About Restorative​​ Practices
It's about talking and listening.
Restorative practices can be used in a variety of settings. The common element is a set of ground rules that ensure everyone has a chance to speak and to listen.


Circles provide a way for colleagues to get to know each other better, share values, set goals, and learn from one another.
Companies and organizations can also use circles and conferences in instances of disputes among colleagues and instances of wrongdoing.
What helps
  • Brainstorming circles
  • Check-in circles mid-project or after completion of projects to ensure quality and right-timing
  • Facilitated discussions among individuals and groups in conflict
  • Conferences to discuss wrongdoing and determine disciplinary action or amends. This sort of conference stresses accountability as well as support for all involved. 
  • Employee entry or change of work group
Schools face ever-increasing pressures to prepare the next generation of adults, to meet the latest government mandates for education, and, seemingly, to be all things to all students and their families.

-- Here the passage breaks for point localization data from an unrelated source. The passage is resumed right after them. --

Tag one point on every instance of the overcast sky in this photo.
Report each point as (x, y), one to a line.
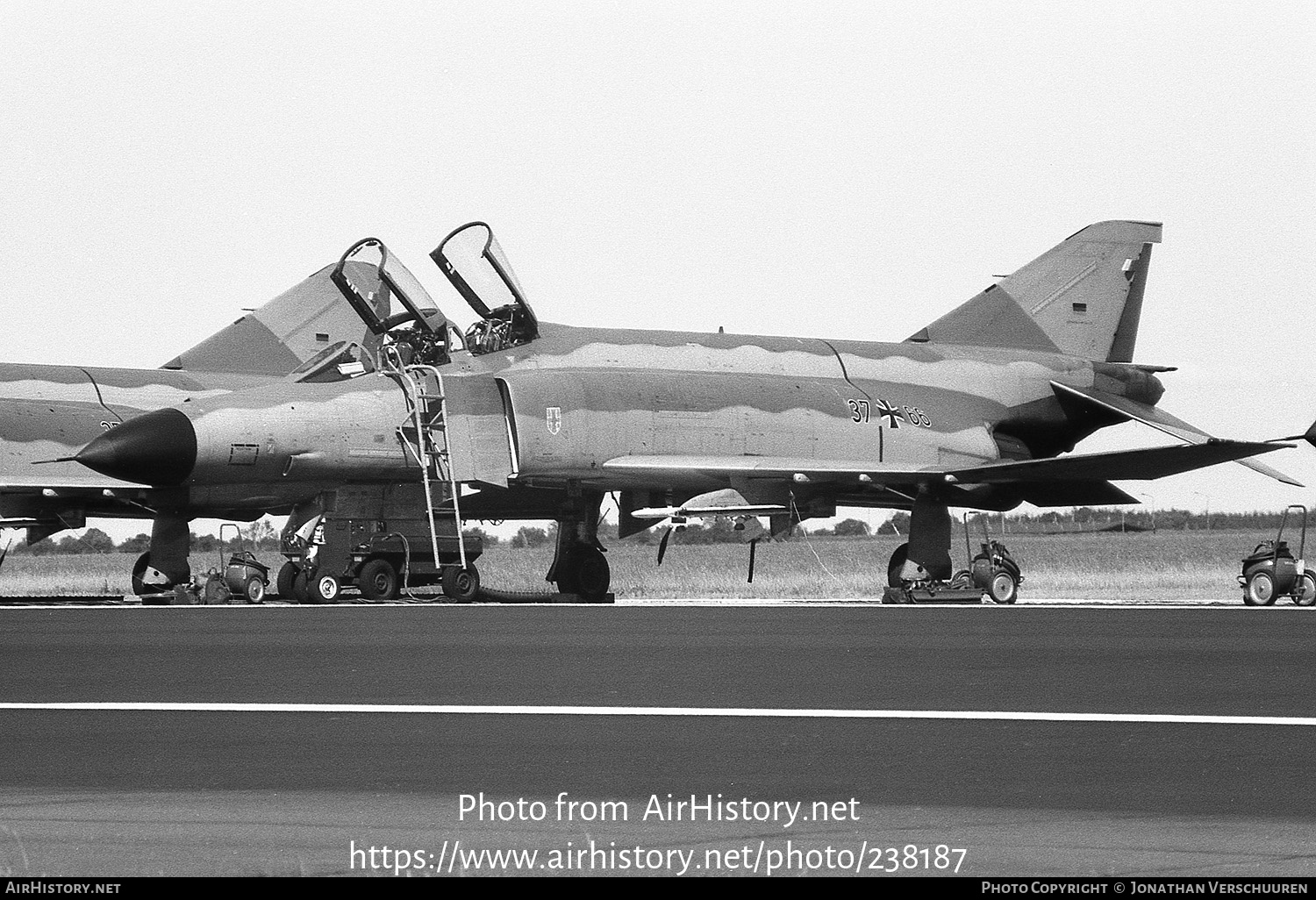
(792, 168)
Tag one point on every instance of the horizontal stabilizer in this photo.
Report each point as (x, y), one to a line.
(1162, 421)
(1120, 466)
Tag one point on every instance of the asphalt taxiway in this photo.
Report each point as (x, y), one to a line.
(275, 739)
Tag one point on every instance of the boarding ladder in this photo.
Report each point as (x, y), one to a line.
(426, 410)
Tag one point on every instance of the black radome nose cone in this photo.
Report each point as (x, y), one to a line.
(158, 447)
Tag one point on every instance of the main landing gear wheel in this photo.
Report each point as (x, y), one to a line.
(378, 581)
(1305, 594)
(325, 589)
(1003, 587)
(302, 586)
(897, 563)
(586, 574)
(1260, 589)
(594, 576)
(287, 575)
(461, 584)
(147, 579)
(255, 589)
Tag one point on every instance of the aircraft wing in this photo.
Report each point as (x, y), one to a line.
(1123, 465)
(1128, 410)
(62, 502)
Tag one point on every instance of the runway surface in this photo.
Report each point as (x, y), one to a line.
(121, 791)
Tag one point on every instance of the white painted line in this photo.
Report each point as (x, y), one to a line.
(729, 712)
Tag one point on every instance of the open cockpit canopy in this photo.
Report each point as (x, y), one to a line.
(368, 276)
(474, 262)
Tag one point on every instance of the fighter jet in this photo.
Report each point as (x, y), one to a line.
(520, 418)
(49, 412)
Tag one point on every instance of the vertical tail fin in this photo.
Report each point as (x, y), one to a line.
(279, 336)
(1084, 297)
(1086, 292)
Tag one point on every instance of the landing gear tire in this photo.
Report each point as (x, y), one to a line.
(287, 575)
(325, 589)
(1305, 592)
(1003, 587)
(461, 584)
(147, 579)
(302, 584)
(1260, 589)
(594, 575)
(897, 563)
(378, 581)
(586, 574)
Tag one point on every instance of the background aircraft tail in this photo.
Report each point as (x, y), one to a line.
(279, 336)
(1084, 297)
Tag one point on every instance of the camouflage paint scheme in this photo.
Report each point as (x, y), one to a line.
(969, 412)
(49, 412)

All while balancing the educational needs of many kinds of learners.
A restorative process helps slow down the pace and serves as a pressure valve to allow students, staff, and parents to gain perspective and find solutions to problems, together.
What helps
  • Classroom or other group circles to share values, set norms, build relationships
  • The “restorative chat” – a way for adults and/or students to address conflict and behavior before it gets out of hand
  • Conferences to explore harms after incidents of rule-breaking or hurtful exchanges (Yes, some instances of bullying can be dealt with in such conferences)
  • Conferences for re-entry from suspension. These can be used to address accountability and also establish supports for the returning student or staff member.

Barking dogs? Loud music? Visual “pollution”? Verbal barbs traded at the driveway?
Many such instances are reported to police, who often can do little if no “crime” is involved. And if the matter gets caught up in the justice system, the ill feelings likely grow.

How do neighbors co-exist if the problem persists or if one feels overpowered by the other, or let down by authorities?

By talking through the issues, why they matter, and how participants can consider and address each other's needs. A facilitated discussion, led by an experienced guide, can help neighbors talk through their grievances and needs in a way that moves to solutions.
What helps
A facilitated discussion in which all who are willing to participate have the 
opportunity to air feelings, state needs, and offer ideas for going forward.